MIT has developed a robot that blends right in and can go undetected in a school. So long as that school is made up of fish like those you might find swimming around a coral reef. 

SoFi in action in Fiji.


 On Wednesday, a team from MIT's Computer Science and Artificial Intelligence Laboratory (CSAIL) unveiled a soft robotic fish dubbed "SoFi," including video of the fishy bot swimming in the ocean alongside unsuspecting regular tropical fish (that weren't even drunk). The above footage comes from test dives in Fiji's Rainbow Reef at depths over 50 feet (15.2 meters) that lasted as long as 40 minutes.

"To our knowledge, this is the first robotic fish that can swim untethered in three dimensions for extended periods of time," CSAIL Ph.D. candidate Robert Katzschmann said in a release. He's also lead author of a paper on SoFi published Wednesday in Science Robotics.

Breaking down SoFi's guts.


The mechanical marine spy is equipped with a camera that uses, naturally, a fish-eye lens to capture close-up videos and photos of whatever underwater environments it can swim its way into.
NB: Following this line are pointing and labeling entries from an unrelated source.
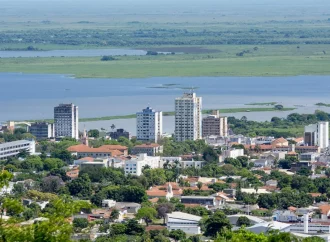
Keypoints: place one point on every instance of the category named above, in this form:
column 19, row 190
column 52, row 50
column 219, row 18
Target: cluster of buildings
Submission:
column 189, row 122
It can be piloted with a waterproof remote control that uses ultrasonic signals and is based on an after-market video game controller

MIT has been working on similar designs for a few years now.

"A robot like this can help explore the reef more closely than current robots, both because it can get closer more safely for the reef and because it can be better accepted by the marine species," explained Cecilia Laschi, who wasn't involved in the project but is a professor of biorobotics at the Sant'Anna School of Advanced Studies in Pisa, Italy.

The remote-controlled robot swims by pumping water into chambers that allow its tail to bend and flex, propelling it forward while controllable fins and a buoyancy chamber help it navigate.

Up next, the researchers hope to tweak SoFi's design to increase its swimming speed and enable it to automatically follow real fish using its fish-eye.

"We view SoFi as a first step toward developing almost an underwater observatory of sorts," says CSAIL director and co-author Daniela Rus. "It has the potential to be a new type of tool for ocean exploration and to open up new avenues for uncovering the mysteries of marine life."